Performed in the intimate space of the upstairs theatre at the Mission, and to an undeservedly sparse audience, this is nevertheless a tour de force of a solo performance. Helen Wuscher as Emily, in her trademark white frilled dress, does a faultless job of bringing out the poet’s many passions: cooking and baking; flowers; birds; the natural world in general; the nature of love; and of death – a subject that obsessed her throughout her life – but most of all, her intense love affair with words. Her personality is not here represented as some sort of morbid recluse, though her withdrawal into her parents’ house and her feelings about that are not avoided.
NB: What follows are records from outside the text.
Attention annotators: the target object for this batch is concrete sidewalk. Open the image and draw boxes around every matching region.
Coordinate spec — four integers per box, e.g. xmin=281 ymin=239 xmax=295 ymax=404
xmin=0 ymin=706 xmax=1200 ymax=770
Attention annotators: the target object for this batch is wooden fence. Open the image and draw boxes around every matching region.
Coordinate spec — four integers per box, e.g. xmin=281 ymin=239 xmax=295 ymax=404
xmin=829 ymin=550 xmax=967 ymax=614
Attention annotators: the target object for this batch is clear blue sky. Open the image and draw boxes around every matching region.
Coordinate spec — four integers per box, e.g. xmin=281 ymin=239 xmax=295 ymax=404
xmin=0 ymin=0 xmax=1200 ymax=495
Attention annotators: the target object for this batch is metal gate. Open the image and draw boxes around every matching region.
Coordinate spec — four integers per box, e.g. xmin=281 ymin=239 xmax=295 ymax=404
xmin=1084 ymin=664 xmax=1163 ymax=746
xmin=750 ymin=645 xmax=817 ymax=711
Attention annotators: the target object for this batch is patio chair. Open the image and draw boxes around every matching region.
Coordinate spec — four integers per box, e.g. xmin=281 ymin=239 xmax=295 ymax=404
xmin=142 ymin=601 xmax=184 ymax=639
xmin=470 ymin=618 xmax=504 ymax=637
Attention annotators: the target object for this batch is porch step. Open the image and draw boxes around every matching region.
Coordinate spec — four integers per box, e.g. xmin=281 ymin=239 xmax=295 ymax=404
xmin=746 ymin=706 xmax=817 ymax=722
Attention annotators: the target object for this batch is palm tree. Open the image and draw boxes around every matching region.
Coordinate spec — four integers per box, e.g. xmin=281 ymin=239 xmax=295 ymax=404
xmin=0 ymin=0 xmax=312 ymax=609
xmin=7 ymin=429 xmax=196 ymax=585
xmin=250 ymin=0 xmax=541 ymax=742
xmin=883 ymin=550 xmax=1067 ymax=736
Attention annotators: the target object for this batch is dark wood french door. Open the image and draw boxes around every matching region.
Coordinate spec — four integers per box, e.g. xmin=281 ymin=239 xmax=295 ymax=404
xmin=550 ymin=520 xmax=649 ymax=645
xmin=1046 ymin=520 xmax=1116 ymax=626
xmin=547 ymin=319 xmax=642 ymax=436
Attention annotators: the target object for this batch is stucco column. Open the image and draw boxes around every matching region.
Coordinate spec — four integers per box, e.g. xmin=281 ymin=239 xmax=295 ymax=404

Dickinson kept up a constant communication with her sister and other friends and acquaintances – mostly by letter to be sure, but communication is communication, and she is portrayed here as a woman longing for, and assiduous in communicating.
Wuscher’s performance is full of life and vigour, charming an audience by the vivacity of her telling of Emily’s life, interwoven seamlessly with the speaking of many examples of her verse – which become part of, not separate from the action. Not an easy task to pull off, but here accomplished with complete success. A warm and satisfying piece of theatre.